I can't figure out how to make money at this stuff. I guess it comes with building a reputation and having the experience to say, "Yeah, I want a $5,000 retainer and I charge $250 an hour." I'm more at the point where it's like, yeah, I'll take payment in chickens...
Even still, I just had to fire my first client. I feel bad for the guy, but at the same time, I can't help him because he won't help himself. And even though I was willing to continue putting off the payment of my attorney fees, I told him any costs he had to pay immediately. Which he hasn't done, and I'm out $50, and he will never pay me. That and he won't return my messages. So, no more free lawyer. It's annoying, because I worked really hard on his case, and if he'd gotten his shit together, he would have been in good shape.

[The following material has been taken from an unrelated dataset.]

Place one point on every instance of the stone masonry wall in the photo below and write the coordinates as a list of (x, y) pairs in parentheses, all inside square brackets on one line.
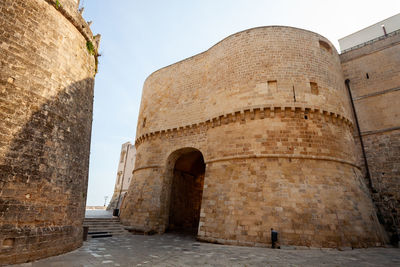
[(374, 74), (46, 95), (268, 109)]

The bottom line is I really don't like working for myself. I don't even want to run the company. I don't want the responsibility, and I don't want the hassle. I hate dealing with money, which I'm really bad at, and if I don't manage to fuck up my escrow account and get disbarred it will be a miracle. I've already overdrawn my operating account once, because I fail at math. (I guess I must be guilty of a crime, according to slumttorney. Stupid cow.) So, I don't know what the future will hold. I didn't go to law school wanting to practice on my own. I wanted to work for a multinational corporation. I wanted to have a steady paycheck, and a time clock to punch. I wanted to have one office, and not four. (Seriously, I have four offices. One at the clinic, one at my friend's firm, one where I meet with clients but my officemate's name is the one on the door, and one in my house where I do most of my actual work but don't meet with clients because I don't want crazy people to know where I live. Half the time I don't know where the hell I am.)
Some days I'm really satisfied in what I've accomplished. Other days I want to quit and work in a library where my only interaction with people will be to SHUSH them grumpily when they talk. Maybe I need to go pick some fruit with Stephen Colbert to get a better attitude about practicing law. Hell, as long as no one talks to me, I might actually like it.